Эмпайр-стейт-билдинг

Нью-Йорк, штат Нью-Йорк


С наилучшими пожеланиями

ПЕРСИ ДЖЕКСОН

Сверху черным маркером была выведена надпись твердым мужским почерком: адрес нашей квартиры и слова «ВЕРНУТЬ ОТПРАВИТЕЛЮ».

Вдруг я понял, о чем говорил Посейдон на Олимпе.

Посылка. Решение.

«Что бы ты ни делал, помни, что ты мой сын. Ты истинный сын Морского бога».

Я посмотрел на маму:

– Мам, ты хочешь избавиться от Гейба?

– Перси, все не так просто. Я…

– Мам, просто скажи. Этот урод тебя бил. Ты хочешь избавиться от него или нет?

Она помолчала и едва заметно кивнула:

– Да, Перси. И я набираюсь смелости сказать ему. Но ты не можешь в этом мне помочь. Ты не можешь решать мои проблемы.

Я взглянул на коробку.

Я мог решить ее проблему. Мне хотелось открыть посылку, швырнуть ее на покерный стол и вытащить содержимое. Можно было организовать собственный сад со статуями прямо в гостиной.

Так поступил бы греческий герой в мифах, подумал я. И Гейб это заслужил.

Но жизнь героев всегда заканчивалась трагически. Посейдон предупредил меня об этом.

Мне вспомнился Подземный мир. Я вообразил, как душа Гейба вечно кружит в Полях Асфоделей или, осужденная, терпит муку за колючей проволокой Полей Наказаний, принужденная до скончания веков играть в покер, сидя по пояс в кипящем масле и слушая оперу. Имел ли я право отправлять кого-либо туда? Даже если это Гейб.

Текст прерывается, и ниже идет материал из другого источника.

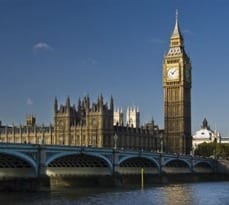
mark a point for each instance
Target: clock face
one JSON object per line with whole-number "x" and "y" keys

Месяц назад я бы не сомневался. Теперь же…

– Я могу, – сказал я маме. – Пусть только раз заглянет в эту коробку – и больше тебе не придется его терпеть.

Она покосилась на посылку и, кажется, сразу все поняла.

– Нет, Перси. – Она попятилась. – Ты не можешь.

– Посейдон назвал тебя царицей, – вспомнил я. – Он сказал, что не встречал таких, как ты, тысячу лет.

Щеки у нее порозовели.

– Перси…

– Ты заслуживаешь лучшего, мама. Ты должна пойти в колледж, получить диплом. Ты сможешь написать роман, встретить хорошего парня, будешь жить в красивом доме. Больше тебе не нужно быть с Гейбом, чтобы защищать меня. Позволь мне избавиться от него.

Она вытерла слезы.

– Ты говоришь прямо как твой отец, – сказала она. – Как-то раз он предложил остановить прилив ради меня. Хотел построить для меня дворец на дне моря. Он думал, что взмахом руки может решить все мои проблемы.

– Но почему нет?

Ее меняющие цвет глаза смотрели мне прямо в душу.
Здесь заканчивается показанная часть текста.